At 14:45 GMT, the blue chip Dow Jones Industrial Average is trading 33036.86, up 106.78, or +0.32%. The benchmark S&P 500 Index is at 3814.16, up 6.06 or +0.16% and the tech-heavy NASDAQ Composite is trading 10280.17, down 25.07 or -0.24%.

Traders Assessing Impact of US Non-Farm Payrolls Report

Stocks were higher across the board on the opening and U.S. Treasury yields fell as markets took a broadly optimistic view of mixed U.S. jobs data and the outlook for inflation and interest rates.

The Non-Farm Payrolls report showed 223,000 jobs were created in December, more than the 200,000 forecast by economists polled by Reuters, while average hourly earnings rose by 4.6% on the same month the year before, undershooting expectations.
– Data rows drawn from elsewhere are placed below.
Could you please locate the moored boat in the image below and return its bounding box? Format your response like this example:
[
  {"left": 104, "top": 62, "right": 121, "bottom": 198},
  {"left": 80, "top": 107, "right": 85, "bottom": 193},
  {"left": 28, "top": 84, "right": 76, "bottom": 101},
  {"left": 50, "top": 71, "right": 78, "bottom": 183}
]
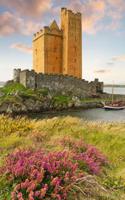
[{"left": 104, "top": 105, "right": 125, "bottom": 110}]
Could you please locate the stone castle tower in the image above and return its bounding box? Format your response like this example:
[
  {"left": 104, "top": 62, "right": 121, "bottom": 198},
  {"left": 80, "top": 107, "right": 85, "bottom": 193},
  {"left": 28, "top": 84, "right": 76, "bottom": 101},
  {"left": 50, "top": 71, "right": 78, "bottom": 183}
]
[{"left": 33, "top": 8, "right": 82, "bottom": 78}]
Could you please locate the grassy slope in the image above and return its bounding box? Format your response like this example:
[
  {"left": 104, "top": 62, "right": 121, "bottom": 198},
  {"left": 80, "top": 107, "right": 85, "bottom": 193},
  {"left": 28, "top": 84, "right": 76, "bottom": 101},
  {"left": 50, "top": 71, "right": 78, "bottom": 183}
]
[{"left": 0, "top": 116, "right": 125, "bottom": 199}]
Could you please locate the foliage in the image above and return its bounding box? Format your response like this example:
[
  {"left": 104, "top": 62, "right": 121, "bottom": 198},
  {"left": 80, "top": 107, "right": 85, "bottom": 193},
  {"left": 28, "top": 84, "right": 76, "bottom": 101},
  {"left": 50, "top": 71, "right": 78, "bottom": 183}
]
[
  {"left": 1, "top": 151, "right": 79, "bottom": 200},
  {"left": 0, "top": 115, "right": 125, "bottom": 200}
]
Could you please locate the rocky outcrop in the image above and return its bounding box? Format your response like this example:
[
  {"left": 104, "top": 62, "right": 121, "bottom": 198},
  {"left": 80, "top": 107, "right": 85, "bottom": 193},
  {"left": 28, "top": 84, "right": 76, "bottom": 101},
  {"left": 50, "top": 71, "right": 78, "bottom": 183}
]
[{"left": 0, "top": 93, "right": 102, "bottom": 114}]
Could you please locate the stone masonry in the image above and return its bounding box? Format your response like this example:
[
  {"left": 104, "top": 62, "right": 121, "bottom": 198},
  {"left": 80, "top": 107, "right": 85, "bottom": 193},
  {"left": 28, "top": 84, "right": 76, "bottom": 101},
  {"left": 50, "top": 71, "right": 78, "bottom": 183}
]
[
  {"left": 33, "top": 8, "right": 82, "bottom": 78},
  {"left": 13, "top": 69, "right": 103, "bottom": 98}
]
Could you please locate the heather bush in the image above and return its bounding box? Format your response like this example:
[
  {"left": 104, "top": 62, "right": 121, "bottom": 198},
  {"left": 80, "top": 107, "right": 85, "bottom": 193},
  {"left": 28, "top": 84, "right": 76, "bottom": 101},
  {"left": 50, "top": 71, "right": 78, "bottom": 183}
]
[
  {"left": 61, "top": 138, "right": 108, "bottom": 175},
  {"left": 1, "top": 150, "right": 81, "bottom": 200}
]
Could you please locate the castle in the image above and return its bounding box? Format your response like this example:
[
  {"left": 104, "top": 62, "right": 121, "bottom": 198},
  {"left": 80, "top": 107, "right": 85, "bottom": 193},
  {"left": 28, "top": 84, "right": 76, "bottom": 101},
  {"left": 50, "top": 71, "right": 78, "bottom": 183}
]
[
  {"left": 13, "top": 8, "right": 103, "bottom": 98},
  {"left": 33, "top": 8, "right": 82, "bottom": 78}
]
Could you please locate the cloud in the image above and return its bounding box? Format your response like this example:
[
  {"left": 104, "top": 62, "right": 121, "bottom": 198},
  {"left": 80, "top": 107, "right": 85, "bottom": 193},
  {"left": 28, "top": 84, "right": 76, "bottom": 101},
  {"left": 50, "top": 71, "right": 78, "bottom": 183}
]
[
  {"left": 112, "top": 55, "right": 125, "bottom": 62},
  {"left": 107, "top": 62, "right": 114, "bottom": 66},
  {"left": 10, "top": 43, "right": 32, "bottom": 54},
  {"left": 94, "top": 69, "right": 110, "bottom": 74},
  {"left": 0, "top": 0, "right": 52, "bottom": 17},
  {"left": 0, "top": 11, "right": 42, "bottom": 36},
  {"left": 0, "top": 0, "right": 125, "bottom": 35},
  {"left": 69, "top": 0, "right": 125, "bottom": 34}
]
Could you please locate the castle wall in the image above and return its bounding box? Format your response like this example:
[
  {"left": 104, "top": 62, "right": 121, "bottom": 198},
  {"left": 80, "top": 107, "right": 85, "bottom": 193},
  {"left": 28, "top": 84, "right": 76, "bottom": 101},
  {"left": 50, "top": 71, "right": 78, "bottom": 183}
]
[
  {"left": 15, "top": 70, "right": 103, "bottom": 98},
  {"left": 44, "top": 30, "right": 62, "bottom": 74},
  {"left": 61, "top": 8, "right": 82, "bottom": 78},
  {"left": 33, "top": 31, "right": 45, "bottom": 73}
]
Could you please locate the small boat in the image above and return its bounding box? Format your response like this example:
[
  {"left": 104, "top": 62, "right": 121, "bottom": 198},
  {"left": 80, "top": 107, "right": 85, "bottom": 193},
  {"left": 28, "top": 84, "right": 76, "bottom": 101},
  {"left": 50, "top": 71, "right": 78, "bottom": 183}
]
[
  {"left": 103, "top": 85, "right": 125, "bottom": 110},
  {"left": 104, "top": 105, "right": 125, "bottom": 110}
]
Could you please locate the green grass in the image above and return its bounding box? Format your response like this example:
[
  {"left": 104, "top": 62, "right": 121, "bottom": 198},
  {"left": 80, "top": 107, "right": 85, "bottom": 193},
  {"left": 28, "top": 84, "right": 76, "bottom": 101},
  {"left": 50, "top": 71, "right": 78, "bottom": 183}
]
[
  {"left": 0, "top": 115, "right": 125, "bottom": 178},
  {"left": 0, "top": 115, "right": 125, "bottom": 200}
]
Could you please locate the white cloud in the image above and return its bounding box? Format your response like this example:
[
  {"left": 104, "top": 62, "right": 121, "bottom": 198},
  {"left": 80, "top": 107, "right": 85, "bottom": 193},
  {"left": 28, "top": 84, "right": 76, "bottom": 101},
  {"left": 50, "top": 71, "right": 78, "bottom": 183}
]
[{"left": 10, "top": 43, "right": 32, "bottom": 54}]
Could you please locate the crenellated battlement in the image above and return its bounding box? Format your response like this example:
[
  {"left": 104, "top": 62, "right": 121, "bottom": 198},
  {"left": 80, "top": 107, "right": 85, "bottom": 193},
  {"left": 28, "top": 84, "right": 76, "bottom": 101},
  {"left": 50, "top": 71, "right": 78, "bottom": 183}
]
[
  {"left": 61, "top": 8, "right": 82, "bottom": 18},
  {"left": 33, "top": 8, "right": 82, "bottom": 78},
  {"left": 33, "top": 24, "right": 62, "bottom": 40}
]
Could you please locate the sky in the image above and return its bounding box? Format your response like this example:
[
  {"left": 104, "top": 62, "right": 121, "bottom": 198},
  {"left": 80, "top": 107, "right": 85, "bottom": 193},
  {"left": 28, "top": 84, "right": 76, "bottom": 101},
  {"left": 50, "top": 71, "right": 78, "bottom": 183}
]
[{"left": 0, "top": 0, "right": 125, "bottom": 84}]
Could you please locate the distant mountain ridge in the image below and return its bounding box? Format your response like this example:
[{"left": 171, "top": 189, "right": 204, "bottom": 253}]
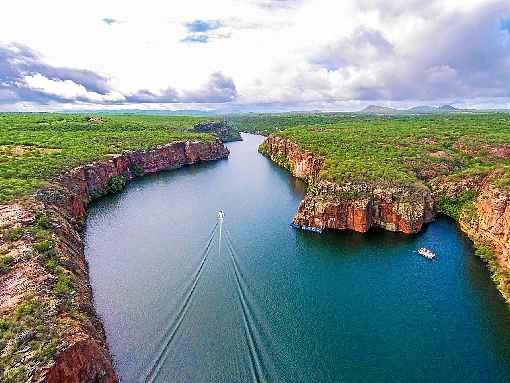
[{"left": 358, "top": 105, "right": 472, "bottom": 115}]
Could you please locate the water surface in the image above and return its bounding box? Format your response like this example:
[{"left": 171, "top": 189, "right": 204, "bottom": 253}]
[{"left": 85, "top": 135, "right": 510, "bottom": 383}]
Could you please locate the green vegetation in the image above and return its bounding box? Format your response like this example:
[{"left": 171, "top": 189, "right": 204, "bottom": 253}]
[
  {"left": 232, "top": 113, "right": 510, "bottom": 188},
  {"left": 0, "top": 255, "right": 14, "bottom": 275},
  {"left": 0, "top": 113, "right": 217, "bottom": 203},
  {"left": 108, "top": 174, "right": 127, "bottom": 193},
  {"left": 437, "top": 190, "right": 477, "bottom": 220},
  {"left": 0, "top": 296, "right": 59, "bottom": 383},
  {"left": 475, "top": 245, "right": 510, "bottom": 302}
]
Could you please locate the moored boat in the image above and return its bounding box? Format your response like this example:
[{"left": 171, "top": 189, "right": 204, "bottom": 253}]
[
  {"left": 290, "top": 223, "right": 322, "bottom": 234},
  {"left": 417, "top": 247, "right": 436, "bottom": 259}
]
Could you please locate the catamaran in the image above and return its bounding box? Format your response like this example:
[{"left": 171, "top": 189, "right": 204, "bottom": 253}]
[{"left": 417, "top": 247, "right": 436, "bottom": 259}]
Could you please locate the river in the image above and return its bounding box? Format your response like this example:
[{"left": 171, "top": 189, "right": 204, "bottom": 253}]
[{"left": 84, "top": 134, "right": 510, "bottom": 383}]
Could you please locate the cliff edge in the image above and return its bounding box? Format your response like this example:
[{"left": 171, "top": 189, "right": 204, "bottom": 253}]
[
  {"left": 259, "top": 135, "right": 510, "bottom": 303},
  {"left": 0, "top": 141, "right": 229, "bottom": 383}
]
The Unemployment Rate dropped from a downwardly revised 3.6% to 3.5%. Traders were looking for a reading of 3.7%. This was another sign of strength in the labor market.

Investors are now trying to assess the impact of the mixed report on Federal Reserve policy. The issue isn’t will the Fed raise rates at its Jan. 31 – Feb. 1 meeting, but rather will the rate hike be 25 basis points or 50 basis points.

Tesla Driving Volatile NASDAQ Trade

The NASDAQ Composite is moving on both sides of the needle on Friday with gains driven by speculators in reaction to the jobs data and losses fueled by another drop in Tesla shares.

Tesla shares reached their lowest level in about two years Friday after the electric car maker cut its Model 3 and Model Y vehicles. The stock traded 5.6% lower, dragging down the NASDAQ Composite.

Southwest Projects Fourth-Quarter Loss after Mass Flight Cancelations

Last month’s operational meltdown was a costly one for Southwest, the airline said on Friday.

The airline released guidance for its fourth quarter results that projected a net loss for the period, due in part to charges of between $725 million and $825 million from flight cancelations.

Between $400 million and $425 million was lost revenue from the flights, while the rest comes from reimbursements to customers, premium pay to employees and other factors.

Shares of Southwest are down about 2.7%, CNBC reported.

What Does It All Mean for the Fed?

Today’s jobs report brings both bad news and good news. The good news is the odds of a soft landing in the economy have likely been boosted in light of the labor market’s performance in December. But that’s just our immediate assessment. We think it may be too soon to celebrate because there was nothing in the report to indicate the Fed is going to back off from raising rates.

The bad news is average hourly wages are likely to continue to rise with the unemployment rate back to a historically low 3.5%. This will be a problem for the Federal Reserve, which means they are going to have to push their benchmark interest rate above 5%.

A move above 5% would likely mean a recession will hit later in the year or early 2024.